For double immunofluorescent staining, sections were incubated overnight at 4°C with a mixture of rabbit anti-p-ERK antibody (1:500; Cell Signaling, U.S.A.) and mouse anti-NeuN (1:500; Chemicon, U.S.A)/or rat/mouse anti-CD11/b (1:200; Serotec, U.S.A.)/GFAP (1:1,000; Chemicon, U.S.A) antibody. The sections were then incubated for 1 hour at RT with mixture of Cy3- and FITC-conjugated rabbit/rat/mouse IgG antibody (1:200; Jackson ImmunoResearch, U.S.A.), and then examined with confocal imaging system (LSM 5 PASCAL; Carl Zeiss, Germany).
Western blot analysis
To investigate the level of p-ERK expression, minocycline (40 mg/kg) was injected intraperitoneally 1 hour before the i.p. injection of acetic acid. And at 30 minutes after the i.p. injection of acetic acid, the mice used for Western blot analysis (n = 4/group) were anesthetized, and the C1-C7, T5-L2, and L4-S1 spinal segments were removed with lysis buffer (50 mM Tris-Cl, pH 7.5, 150 mM NaCl, 1% Triton X-100, 10% glycerol, and protease inhibitor mixture). A total of 50 μg of tissue lysate from each sample was resolved by electrophoresis on a 10% SDS-PAGE. The proteins were then transferred to PVDF membranes and blocked with 5% nonfat dry milk in Tween 20-containing Tris-buffered saline (TBST, 20 mM Tris, pH 7.4, 0.1% Tween 20, and 150 mM NaCl). The membranes were probed overnight with rabbit anti-c-Fos (1:1,000; Merck KGaA, Germany) or rabbit anti-p-ERK (1:2,000; Cell Signaling, U.S.A.) antibodies at 4°C, which was followed by incubation with HRP-conjugated secondary antibody at RT for 1 hour prior to enhanced chemiluminescence ECL (Amersham Pharmacia Biotech, U.S.A.) treatment and exposure to x-ray film. For normalization of antibody signal, the membranes were stripped and reprobed with antibodies for actin (1:2,000; Santa Cruz, U.S.A.) or ERK 1/2 (1:2,000; Cell Signaling, U.S.A.). After Western blot was performed several times, the density of each band was converted to numerical values using an Adobe Photoshop CS2 program (Adobe, San Jose, CA, U.S.A.), subtracting background values from an area of film immediately adjacent to the stained band. Data are expressed as the ratio of c-Fos or p-ERK against actin or total ERK 1/2 for each sample.
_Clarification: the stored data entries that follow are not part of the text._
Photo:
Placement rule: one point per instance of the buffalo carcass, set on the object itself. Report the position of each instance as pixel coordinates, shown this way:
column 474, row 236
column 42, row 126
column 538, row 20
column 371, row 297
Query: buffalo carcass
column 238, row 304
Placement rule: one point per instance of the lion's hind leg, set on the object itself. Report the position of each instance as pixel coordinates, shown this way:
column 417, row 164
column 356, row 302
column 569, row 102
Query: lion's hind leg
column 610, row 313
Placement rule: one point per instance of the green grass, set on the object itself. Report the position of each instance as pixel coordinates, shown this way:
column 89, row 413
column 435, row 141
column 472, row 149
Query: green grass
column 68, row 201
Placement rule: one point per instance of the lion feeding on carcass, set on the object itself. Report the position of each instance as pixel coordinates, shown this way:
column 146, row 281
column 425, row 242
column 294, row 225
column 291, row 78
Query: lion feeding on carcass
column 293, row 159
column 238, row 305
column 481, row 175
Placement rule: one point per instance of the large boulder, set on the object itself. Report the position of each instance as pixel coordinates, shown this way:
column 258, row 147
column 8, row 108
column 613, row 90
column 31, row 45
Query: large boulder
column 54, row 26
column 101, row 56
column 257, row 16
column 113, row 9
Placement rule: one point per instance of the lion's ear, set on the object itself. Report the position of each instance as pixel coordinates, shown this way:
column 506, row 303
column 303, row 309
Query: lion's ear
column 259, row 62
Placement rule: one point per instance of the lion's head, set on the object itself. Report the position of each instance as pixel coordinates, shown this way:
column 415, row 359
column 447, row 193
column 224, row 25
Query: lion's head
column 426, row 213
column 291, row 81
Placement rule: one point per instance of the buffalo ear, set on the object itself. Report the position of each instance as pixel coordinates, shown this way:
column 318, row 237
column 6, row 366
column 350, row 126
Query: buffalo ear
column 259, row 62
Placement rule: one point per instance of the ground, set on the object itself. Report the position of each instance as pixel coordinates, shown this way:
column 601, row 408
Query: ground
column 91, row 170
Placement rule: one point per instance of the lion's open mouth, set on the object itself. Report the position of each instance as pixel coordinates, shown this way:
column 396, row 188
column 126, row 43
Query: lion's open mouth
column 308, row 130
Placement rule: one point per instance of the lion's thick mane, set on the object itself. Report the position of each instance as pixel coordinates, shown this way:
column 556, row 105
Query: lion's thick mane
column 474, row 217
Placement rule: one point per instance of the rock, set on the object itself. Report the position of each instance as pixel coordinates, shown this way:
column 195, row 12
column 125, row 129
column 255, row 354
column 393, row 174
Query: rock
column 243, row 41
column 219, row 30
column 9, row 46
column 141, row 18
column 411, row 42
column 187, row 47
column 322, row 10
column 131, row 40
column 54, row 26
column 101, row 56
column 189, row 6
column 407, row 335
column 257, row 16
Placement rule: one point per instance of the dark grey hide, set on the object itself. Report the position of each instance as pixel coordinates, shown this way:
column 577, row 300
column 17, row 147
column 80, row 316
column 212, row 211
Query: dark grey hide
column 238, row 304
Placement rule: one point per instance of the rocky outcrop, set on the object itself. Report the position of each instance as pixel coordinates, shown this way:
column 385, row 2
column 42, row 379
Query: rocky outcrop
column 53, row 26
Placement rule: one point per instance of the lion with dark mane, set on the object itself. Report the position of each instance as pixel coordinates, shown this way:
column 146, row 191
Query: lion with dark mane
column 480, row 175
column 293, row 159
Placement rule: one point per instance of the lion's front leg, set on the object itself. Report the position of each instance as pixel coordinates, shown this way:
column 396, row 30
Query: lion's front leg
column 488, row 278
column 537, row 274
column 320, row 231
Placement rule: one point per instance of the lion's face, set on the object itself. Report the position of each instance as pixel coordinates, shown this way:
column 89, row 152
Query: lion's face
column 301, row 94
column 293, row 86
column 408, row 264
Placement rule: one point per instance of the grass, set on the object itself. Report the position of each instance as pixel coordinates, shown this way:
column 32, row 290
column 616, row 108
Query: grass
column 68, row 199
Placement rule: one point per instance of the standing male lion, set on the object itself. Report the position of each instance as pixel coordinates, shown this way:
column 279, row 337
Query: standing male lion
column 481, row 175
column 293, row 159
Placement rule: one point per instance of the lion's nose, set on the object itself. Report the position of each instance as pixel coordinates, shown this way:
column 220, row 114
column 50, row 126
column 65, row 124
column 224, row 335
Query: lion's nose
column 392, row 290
Intrathecal (i.t.) administration of PD-98059
The i.t. injections were performed under light isofluran anesthesia (1-2%). The dorsal fur of each mouse (saline + acetic acid, n = 10; 0.1 μg PD-98059 + acetic acid, n = 8; 0.5 μg PD98059 + acetic acid, n = 10) was shaved, the spinal column was arched, and a 30-gauge needle was directly inserted into the subarachnoid space, between the L5 and L6 vertebrae . Correct i.t. positioning of the needle tip was confirmed by manifestation of a characteristic tail flick response. The 0.1 and 0.5 μg of PD-98059 (2-amino-3'-methoxyflavone; Calbiochem, USA), an ERK upstream kinase (MEK) inhibitor, or vehicle (saline alone or 10% DMSO) were slowly injected into the mice with a 50 μl Hamilton micro syringe in a total volume of 5 μl. The entire injection procedure, from the induction of anesthesia until recovery of consciousness, took 4-5 minutes. Preliminary injections were performed with a similar volume of 10% India ink solution, and then the reliability and accuracy of this method was confirmed by subsequent dissection of the lumbar spinal cord. The success rate for the prior injections with this technique was over 97.5%. The same investigator performed all injections. The i.p. injections of acetic acid and behavioral test were performed 20 minutes after i.t. injection of PD-98059, as described above.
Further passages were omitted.